Cumhuriyeti yeniden kurmak, cumhuriyetin ne olduğunu anlatmaktan daha kolay gibime geliyor son zamanlarda.

Cumhuriyet sevdalısı olduğunu iddia edenler başta olmak üzere, herkesin bir kez daha cumhuriyet ve onun değerlerine ilişkin ciddi bir şekilde düşünmesi gerekiyor.

Sizce de öyle değil mi?

Balosuydu; hani o smokin, bilemedin, şık birtakım elbiseye fit olan, yan yana gelmenin, daha doğrusu yan yana düşmenin seremonisi.

Resepsiyonu var bir de.

Bir de konser patlatıldığı zaman değmeyin keyfimize .

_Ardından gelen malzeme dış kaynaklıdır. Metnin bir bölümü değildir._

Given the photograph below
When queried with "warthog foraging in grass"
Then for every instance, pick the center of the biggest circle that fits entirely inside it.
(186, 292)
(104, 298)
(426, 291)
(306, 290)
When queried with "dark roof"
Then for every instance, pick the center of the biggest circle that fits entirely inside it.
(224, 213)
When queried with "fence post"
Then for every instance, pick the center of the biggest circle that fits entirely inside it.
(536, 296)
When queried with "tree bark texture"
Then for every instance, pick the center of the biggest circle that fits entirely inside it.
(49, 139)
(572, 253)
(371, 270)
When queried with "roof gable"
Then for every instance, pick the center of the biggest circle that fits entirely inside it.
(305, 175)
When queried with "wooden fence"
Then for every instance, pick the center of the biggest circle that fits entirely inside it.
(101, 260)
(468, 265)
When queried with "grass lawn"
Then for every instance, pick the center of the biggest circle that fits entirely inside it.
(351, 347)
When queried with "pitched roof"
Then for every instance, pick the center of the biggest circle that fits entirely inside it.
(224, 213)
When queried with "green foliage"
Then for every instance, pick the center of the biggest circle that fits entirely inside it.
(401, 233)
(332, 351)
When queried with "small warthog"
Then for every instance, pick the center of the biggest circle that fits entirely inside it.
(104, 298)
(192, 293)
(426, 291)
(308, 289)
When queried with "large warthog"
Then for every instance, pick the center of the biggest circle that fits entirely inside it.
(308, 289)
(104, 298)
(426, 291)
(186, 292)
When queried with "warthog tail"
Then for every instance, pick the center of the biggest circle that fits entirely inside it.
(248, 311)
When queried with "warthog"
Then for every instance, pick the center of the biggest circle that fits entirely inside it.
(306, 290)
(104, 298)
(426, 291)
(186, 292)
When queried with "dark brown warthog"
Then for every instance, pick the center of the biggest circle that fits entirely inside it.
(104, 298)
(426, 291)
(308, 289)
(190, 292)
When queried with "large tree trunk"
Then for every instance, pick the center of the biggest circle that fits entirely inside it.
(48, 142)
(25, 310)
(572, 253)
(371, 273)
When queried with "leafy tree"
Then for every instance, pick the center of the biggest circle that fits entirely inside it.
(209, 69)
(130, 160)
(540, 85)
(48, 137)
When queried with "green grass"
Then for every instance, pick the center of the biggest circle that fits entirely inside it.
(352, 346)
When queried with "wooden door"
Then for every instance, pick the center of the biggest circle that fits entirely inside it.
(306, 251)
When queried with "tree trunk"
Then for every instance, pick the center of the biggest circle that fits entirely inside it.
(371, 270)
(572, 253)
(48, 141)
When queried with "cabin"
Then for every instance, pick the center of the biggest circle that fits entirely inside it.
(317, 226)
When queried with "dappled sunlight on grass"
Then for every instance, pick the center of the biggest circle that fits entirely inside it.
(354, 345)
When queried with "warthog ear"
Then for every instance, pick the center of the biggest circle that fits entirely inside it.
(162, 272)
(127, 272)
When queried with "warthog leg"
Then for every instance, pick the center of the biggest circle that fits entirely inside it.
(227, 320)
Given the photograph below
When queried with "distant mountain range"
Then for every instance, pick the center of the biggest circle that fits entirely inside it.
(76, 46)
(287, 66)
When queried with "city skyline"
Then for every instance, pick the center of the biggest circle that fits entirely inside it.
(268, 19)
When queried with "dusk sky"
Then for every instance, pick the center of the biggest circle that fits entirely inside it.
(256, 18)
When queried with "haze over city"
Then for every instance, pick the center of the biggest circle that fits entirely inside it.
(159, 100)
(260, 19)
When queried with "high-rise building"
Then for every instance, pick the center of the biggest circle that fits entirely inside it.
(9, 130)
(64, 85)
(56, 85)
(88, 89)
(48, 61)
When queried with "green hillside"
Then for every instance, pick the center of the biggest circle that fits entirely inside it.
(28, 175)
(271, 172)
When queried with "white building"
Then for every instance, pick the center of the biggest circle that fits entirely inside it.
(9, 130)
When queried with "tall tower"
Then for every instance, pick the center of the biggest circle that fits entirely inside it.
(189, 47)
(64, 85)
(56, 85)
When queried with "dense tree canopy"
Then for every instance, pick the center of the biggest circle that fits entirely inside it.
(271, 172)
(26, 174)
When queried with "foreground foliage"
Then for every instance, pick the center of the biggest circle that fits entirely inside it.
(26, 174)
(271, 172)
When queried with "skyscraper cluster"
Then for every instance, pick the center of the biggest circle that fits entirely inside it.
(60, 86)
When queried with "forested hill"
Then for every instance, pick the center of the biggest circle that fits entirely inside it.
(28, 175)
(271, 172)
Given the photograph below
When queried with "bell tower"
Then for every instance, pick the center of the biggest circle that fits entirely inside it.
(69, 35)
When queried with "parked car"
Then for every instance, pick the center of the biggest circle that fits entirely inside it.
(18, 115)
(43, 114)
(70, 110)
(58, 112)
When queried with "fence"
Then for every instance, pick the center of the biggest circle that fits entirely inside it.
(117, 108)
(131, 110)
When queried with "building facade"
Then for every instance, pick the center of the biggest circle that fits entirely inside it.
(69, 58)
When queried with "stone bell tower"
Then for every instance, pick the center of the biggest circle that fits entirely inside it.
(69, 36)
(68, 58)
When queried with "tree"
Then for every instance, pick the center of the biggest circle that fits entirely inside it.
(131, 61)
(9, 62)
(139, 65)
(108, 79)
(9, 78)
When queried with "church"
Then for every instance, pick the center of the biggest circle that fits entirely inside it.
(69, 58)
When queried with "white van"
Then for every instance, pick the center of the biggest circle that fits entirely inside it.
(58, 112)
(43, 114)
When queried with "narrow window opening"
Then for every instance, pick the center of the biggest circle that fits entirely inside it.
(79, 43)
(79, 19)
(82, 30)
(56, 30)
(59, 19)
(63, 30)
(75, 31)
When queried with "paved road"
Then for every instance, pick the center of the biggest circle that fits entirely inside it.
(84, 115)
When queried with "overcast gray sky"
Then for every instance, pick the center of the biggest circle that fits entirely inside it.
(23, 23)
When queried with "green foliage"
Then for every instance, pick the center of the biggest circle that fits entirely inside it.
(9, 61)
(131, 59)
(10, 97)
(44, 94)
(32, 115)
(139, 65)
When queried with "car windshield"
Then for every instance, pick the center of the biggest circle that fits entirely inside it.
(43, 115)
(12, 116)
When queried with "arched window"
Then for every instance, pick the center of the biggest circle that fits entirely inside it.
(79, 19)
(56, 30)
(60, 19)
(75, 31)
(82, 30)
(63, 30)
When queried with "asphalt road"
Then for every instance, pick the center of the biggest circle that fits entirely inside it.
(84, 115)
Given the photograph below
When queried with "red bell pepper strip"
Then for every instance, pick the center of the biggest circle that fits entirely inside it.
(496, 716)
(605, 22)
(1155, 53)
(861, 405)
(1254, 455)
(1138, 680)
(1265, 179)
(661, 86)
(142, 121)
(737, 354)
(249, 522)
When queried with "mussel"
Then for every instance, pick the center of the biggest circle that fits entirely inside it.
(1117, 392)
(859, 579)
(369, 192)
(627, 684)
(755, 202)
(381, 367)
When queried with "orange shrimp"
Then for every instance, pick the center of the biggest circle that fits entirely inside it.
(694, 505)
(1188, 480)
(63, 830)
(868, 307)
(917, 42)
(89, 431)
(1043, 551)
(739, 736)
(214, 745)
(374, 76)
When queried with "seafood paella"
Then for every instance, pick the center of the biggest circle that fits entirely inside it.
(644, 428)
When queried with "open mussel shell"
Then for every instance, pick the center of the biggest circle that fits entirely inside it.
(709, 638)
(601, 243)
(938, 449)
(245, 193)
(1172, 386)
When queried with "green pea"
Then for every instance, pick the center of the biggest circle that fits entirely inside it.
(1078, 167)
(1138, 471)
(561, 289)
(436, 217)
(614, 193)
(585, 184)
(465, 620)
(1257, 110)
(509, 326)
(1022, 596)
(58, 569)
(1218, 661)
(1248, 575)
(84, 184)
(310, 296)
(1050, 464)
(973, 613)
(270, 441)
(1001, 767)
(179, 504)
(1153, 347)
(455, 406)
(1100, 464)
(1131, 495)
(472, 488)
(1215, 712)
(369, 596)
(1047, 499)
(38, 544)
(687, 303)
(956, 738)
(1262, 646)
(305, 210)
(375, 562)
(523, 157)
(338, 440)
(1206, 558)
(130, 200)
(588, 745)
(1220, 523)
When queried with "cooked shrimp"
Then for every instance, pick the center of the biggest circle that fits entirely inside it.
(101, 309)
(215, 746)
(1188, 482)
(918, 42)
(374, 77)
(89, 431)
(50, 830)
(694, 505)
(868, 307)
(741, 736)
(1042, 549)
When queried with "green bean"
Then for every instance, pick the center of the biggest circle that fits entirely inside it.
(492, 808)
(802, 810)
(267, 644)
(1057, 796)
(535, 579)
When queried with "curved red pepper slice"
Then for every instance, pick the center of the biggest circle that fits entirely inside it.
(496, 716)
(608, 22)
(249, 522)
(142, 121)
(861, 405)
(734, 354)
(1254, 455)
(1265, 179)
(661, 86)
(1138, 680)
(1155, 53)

Hepsi sineye çekilebilir belki ama, Cumhuriyet kahvaltısı ne Allah aşkına.

Bir şeyi ucuzlatmanın, anlamsızlaştırmanın daha güzel bir yolu bulunamaz zannediyorum.

Bugün cumhuriyet için ne yaptın ey cemaati cumhuriyet

Hep bir ağızdan söylenebilir belki de

“Kahvaltı yaptık”

Cumhursuz bir cumhuriyet, laiklik ile vedalaşmış bir cumhuriyet,  demokratik tek öğe; seçme ve seçilme hakkı ki; “bir şey olmamışsa bile bir şey olmuştur” garabetine düşmüş.

Cumhuriyetten uzaklaştıkça daha fazla kutluyoruz.

Kapalı mekanlarda veya bir açık havada organizasyonunda.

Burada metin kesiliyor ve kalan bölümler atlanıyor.